When it comes to making decisions about including a medication on a drug list, Lisa A. Bero, PhD, a professor of clinical pharmacy and health at the University of California–San Francisco, says that “selection for any list — a formulary, an essential-medicines list, a preferred drug list, or a reimbursement list — should be made based on the most rigorous evidence of safety and efficacy.”
She and her colleagues compared state Medicaid preferred drug lists (PDLs) with the World Health Organization’s Essential Medicines List (EML), and found that only 6 of 120 agents on the EML appeared on fewer than 50 percent of PDLs — meaning that most PDLs listed the essential medicines.
However, many medicines appeared only on PDLs and not the EML. These medicines were less likely than EML agents to have generic versions available (56 percent vs. 76 percent) and less likely to be first-line treatments (21 percent vs. 41 percent).
The researchers noted a weak association between presence on the guidelines of the National Institute for Health and Clinical Excellence (NICE), which are developed using evidence-based methods, and PDL listing.

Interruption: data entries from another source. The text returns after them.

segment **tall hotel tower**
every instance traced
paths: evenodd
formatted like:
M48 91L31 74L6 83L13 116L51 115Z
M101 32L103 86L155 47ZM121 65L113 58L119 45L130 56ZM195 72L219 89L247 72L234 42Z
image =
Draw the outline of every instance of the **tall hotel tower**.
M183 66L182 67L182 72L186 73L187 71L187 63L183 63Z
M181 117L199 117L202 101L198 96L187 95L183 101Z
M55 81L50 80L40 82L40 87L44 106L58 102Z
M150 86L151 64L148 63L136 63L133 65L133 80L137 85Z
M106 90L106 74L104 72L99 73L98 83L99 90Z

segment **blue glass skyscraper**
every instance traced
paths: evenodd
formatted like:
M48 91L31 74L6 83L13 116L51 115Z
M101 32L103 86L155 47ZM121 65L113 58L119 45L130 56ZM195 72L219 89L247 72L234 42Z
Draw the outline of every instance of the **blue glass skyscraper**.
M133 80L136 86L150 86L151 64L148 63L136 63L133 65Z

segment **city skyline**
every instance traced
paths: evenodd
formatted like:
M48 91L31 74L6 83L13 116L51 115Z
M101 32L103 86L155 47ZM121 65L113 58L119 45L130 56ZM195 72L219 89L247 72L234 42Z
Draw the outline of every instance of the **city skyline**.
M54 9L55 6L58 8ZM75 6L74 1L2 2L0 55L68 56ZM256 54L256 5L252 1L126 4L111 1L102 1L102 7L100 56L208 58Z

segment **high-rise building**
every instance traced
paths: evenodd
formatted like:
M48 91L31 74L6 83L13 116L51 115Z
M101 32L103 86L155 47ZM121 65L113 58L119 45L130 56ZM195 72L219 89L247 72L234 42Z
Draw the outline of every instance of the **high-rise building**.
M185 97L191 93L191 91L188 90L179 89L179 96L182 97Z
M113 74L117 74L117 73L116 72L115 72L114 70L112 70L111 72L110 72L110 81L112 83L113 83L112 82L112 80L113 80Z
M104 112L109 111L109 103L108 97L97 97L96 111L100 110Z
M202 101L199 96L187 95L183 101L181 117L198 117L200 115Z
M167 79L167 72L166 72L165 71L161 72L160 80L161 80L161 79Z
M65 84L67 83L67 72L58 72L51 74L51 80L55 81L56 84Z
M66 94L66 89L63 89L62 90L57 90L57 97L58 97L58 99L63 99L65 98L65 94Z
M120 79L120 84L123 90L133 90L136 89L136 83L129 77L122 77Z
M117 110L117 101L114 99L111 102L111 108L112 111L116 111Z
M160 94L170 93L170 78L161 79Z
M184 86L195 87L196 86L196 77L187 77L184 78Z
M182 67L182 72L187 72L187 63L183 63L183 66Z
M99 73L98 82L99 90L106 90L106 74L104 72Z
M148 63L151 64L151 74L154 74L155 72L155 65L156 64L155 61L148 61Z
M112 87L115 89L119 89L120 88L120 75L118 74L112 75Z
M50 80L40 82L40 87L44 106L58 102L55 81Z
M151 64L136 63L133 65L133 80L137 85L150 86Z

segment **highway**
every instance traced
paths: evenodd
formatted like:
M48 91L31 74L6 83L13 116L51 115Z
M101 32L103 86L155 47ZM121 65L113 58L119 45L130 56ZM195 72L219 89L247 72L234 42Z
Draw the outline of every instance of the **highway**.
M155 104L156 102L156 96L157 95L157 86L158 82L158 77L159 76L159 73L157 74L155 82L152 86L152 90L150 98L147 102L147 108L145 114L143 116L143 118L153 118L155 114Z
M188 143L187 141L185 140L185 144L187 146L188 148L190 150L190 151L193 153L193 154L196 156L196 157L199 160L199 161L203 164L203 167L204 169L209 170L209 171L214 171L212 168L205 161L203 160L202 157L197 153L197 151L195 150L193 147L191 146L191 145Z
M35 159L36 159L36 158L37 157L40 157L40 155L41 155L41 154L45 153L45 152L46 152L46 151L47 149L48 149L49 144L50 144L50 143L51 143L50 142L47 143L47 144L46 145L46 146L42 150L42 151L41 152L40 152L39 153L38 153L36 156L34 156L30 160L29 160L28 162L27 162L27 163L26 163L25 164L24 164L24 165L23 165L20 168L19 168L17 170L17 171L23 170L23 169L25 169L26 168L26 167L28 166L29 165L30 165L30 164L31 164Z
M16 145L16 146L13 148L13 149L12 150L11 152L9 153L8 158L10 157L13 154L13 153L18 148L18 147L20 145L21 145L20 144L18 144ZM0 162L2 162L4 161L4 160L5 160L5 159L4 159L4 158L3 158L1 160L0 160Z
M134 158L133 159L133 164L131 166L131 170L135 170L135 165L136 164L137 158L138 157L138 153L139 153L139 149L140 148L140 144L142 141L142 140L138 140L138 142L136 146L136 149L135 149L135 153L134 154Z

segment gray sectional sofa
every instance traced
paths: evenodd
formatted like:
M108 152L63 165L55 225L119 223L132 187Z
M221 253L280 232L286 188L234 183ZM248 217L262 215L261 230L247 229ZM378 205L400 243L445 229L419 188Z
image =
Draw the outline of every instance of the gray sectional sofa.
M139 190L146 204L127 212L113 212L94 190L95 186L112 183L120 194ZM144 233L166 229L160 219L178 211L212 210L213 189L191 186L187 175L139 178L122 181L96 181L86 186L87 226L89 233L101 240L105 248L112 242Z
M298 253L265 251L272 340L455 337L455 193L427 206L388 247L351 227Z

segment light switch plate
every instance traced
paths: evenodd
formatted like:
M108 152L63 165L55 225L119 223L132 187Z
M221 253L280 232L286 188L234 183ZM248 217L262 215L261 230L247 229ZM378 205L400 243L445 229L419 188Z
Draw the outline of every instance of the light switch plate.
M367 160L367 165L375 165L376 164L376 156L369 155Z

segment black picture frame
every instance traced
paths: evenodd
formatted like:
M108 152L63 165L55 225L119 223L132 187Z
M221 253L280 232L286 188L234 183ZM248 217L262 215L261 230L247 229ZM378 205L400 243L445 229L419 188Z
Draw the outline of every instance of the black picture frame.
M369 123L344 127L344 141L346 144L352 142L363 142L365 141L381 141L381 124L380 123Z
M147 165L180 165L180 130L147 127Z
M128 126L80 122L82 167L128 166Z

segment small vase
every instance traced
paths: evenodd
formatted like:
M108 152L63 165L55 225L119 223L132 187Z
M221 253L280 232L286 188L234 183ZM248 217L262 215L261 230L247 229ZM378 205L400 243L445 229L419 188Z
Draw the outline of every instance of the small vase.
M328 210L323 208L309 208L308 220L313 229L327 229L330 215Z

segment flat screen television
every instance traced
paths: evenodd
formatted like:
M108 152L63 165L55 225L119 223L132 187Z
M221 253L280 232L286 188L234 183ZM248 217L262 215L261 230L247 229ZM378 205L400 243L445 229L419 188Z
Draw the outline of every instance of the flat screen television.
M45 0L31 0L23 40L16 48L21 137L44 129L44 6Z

This may indicate that clinical effectiveness is not a primary motivator for state PDL decisions. The researchers used the NICE guidelines because the United States does not publish national, standardized, evidence-based treatment guidelines.
Bero says that most PDLs “did seem to have the core medicines that corresponded with the EML, but outside of that, the variability became great. So there were a lot of nongeneric products. There were a lot of products that serve the same purpose in terms of treatment efficacy. That raises the question about the evidence base for putting those medicines on the list.” And that makes checking drug lists multiple times all the more important.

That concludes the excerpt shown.